System.Text.Encoding.ASCII.GetString(System.Text.Encoding.GetEncoding(1251).GetBytes(text))
Code from the app that encodes the input into xml:
Protected Function RequestStringItem( _
ByVal strName As System.String) As System.String
Dim strValue As System.String
strValue = Me.Request.Item(strName)
If Not (strValue Is Nothing) Then
RequestStringItem = strValue.Trim()
Else
RequestStringItem = ""
End If
End Function
' I get the input from the textboxes into an array like this
m_arrInsertDesc(intIndex) = RequestStringItem("txtInsertDesc" & strValue)
m_arrInsertFolder(intIndex) = RequestInt32Item("cboInsertFolder" & strValue)
' create xml file for inserts
strmInsertList = New System.IO.MemoryStream()
wrtInsertList = New System.Xml.XmlTextWriter(strmInsertList, System.Text.Encoding.Unicode)
' start document and add root element
wrtInsertList.WriteStartDocument()
wrtInsertList.WriteStartElement("Root")
' cycle through inserts
For intIndex = 0 To m_intInsertCount - 1
' if there is an insert description
If m_arrInsertDesc(intIndex).Length > 0 Then
' if the insert description is of the appropriate length
If m_arrInsertDesc(intIndex).Length <= 96 Then
' add element to xml
wrtInsertList.WriteStartElement("Insert")
wrtInsertList.WriteAttributeString("insertdesc", m_arrInsertDesc(intIndex))
wrtInsertList.WriteAttributeString("insertfolder", m_arrInsertFolder(intIndex).ToString())
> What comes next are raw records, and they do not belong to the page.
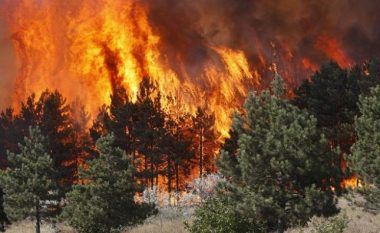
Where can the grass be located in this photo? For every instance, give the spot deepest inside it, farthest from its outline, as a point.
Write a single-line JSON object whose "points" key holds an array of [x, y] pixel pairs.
{"points": [[171, 220]]}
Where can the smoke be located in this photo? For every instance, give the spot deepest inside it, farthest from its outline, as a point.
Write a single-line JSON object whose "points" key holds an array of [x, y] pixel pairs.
{"points": [[7, 66], [53, 37], [259, 27]]}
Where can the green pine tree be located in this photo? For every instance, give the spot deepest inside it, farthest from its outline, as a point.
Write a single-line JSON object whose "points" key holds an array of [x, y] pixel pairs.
{"points": [[104, 201], [365, 159], [29, 180], [282, 171]]}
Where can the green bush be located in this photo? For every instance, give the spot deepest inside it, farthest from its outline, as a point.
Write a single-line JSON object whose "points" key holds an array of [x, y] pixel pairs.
{"points": [[219, 216], [335, 224]]}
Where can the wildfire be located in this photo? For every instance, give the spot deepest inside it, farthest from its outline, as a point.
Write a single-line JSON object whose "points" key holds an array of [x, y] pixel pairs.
{"points": [[352, 182], [195, 52]]}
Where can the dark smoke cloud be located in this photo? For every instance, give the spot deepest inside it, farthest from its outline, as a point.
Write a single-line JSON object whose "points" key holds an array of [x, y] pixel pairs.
{"points": [[187, 27], [7, 66]]}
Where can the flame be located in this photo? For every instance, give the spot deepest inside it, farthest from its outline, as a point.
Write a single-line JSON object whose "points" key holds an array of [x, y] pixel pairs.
{"points": [[333, 49], [351, 182], [83, 53]]}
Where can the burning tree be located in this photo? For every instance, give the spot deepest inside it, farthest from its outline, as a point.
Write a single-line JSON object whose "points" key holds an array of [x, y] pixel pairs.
{"points": [[365, 159], [280, 173]]}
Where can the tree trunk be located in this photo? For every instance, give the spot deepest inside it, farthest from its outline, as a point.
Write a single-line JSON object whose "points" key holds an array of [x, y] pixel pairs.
{"points": [[169, 180], [38, 217], [280, 226], [177, 181], [201, 153]]}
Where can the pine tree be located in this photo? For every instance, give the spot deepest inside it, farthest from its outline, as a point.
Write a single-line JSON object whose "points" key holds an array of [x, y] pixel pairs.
{"points": [[282, 171], [365, 159], [178, 147], [331, 96], [105, 203], [29, 180], [205, 139], [52, 115]]}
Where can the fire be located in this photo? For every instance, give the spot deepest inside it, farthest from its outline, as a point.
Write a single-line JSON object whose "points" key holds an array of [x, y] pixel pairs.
{"points": [[333, 49], [203, 53], [83, 53], [351, 182]]}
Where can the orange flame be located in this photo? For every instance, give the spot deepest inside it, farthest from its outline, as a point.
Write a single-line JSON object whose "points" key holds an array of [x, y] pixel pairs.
{"points": [[333, 49], [79, 50]]}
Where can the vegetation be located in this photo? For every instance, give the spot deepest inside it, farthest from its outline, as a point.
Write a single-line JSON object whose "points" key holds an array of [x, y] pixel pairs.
{"points": [[29, 181], [280, 174], [285, 160], [103, 201], [365, 159]]}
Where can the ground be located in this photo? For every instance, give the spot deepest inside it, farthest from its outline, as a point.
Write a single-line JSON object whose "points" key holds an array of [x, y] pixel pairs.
{"points": [[172, 219]]}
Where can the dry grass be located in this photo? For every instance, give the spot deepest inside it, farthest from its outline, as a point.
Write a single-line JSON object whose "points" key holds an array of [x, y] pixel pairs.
{"points": [[360, 221], [172, 220], [29, 227], [168, 220]]}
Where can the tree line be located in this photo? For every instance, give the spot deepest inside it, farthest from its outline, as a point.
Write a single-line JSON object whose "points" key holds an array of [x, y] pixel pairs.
{"points": [[161, 144], [286, 159], [284, 162]]}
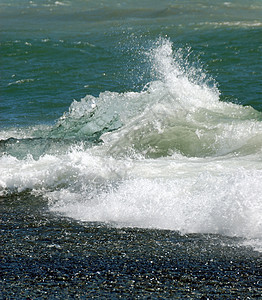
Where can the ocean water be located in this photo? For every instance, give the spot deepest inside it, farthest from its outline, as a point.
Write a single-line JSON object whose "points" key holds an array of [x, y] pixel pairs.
{"points": [[131, 149]]}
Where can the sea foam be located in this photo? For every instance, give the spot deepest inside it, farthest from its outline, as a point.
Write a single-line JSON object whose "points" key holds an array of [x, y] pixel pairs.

wrtInsertList.WriteEndElement()
' if insert description is too long
Else
m_strError = "ERROR: INSERT DESCRIPTION TOO LONG"
Exit Function
End If
End If
Next
' close root element and document
wrtInsertList.WriteEndElement()
wrtInsertList.WriteEndDocument()
wrtInsertList.Close()
' when I add the xml as a parameter to the stored procedure I do this
cmdAddRequest.Parameters.Add("#insert_list", OdbcType.NText).Value = System.Text.Encoding.Unicode.GetString(strmInsertList.ToArray())
How big is the range of these input characters? 256? (each char fits into a single byte). If that's true, it wouldn't be hard to implement a 256 value lookup table. I haven't toyed with BASIC in years, but basically you'd DIM an array of 256 bytes and fill in the array with translated values, i.e. the 'a'th byte would get 'a' (since it's OK as is) but the 150'th byte would get a hyphen.
This seems to work for long dash to short dash and smart quotes to regular quotes. As my html pages has the following as the content type. But it converts all the accented characters to questions marks. Which is not what the Text version of the clipboard has. So I'm closer, I just think I have the target encoding wrong.
<meta http-equiv="Content-Type" content="text/html; charset=iso-8859-1">
System.Text.Encoding.ASCII.GetString(System.Text.Encoding.GetEncoding("iso-8859-1").GetBytes(m_arrFolderDesc(intIndex)))
Edit: Found the correct target encoding for my purposes which is 1252.
System.Text.Encoding.GetEncoding(1252).GetString(System.Text.Encoding.GetEncoding("iso-8859-1").GetBytes(m_arrFolderDesc(intIndex)))
If you convert to a non-unicode character set, you will lose some characters in the process. If the legacy app reading the data doesn't need to do any string transformations, you might want to consider using UTF-7, and converting it back once it gets back into the unicode world - this will preserve all special characters.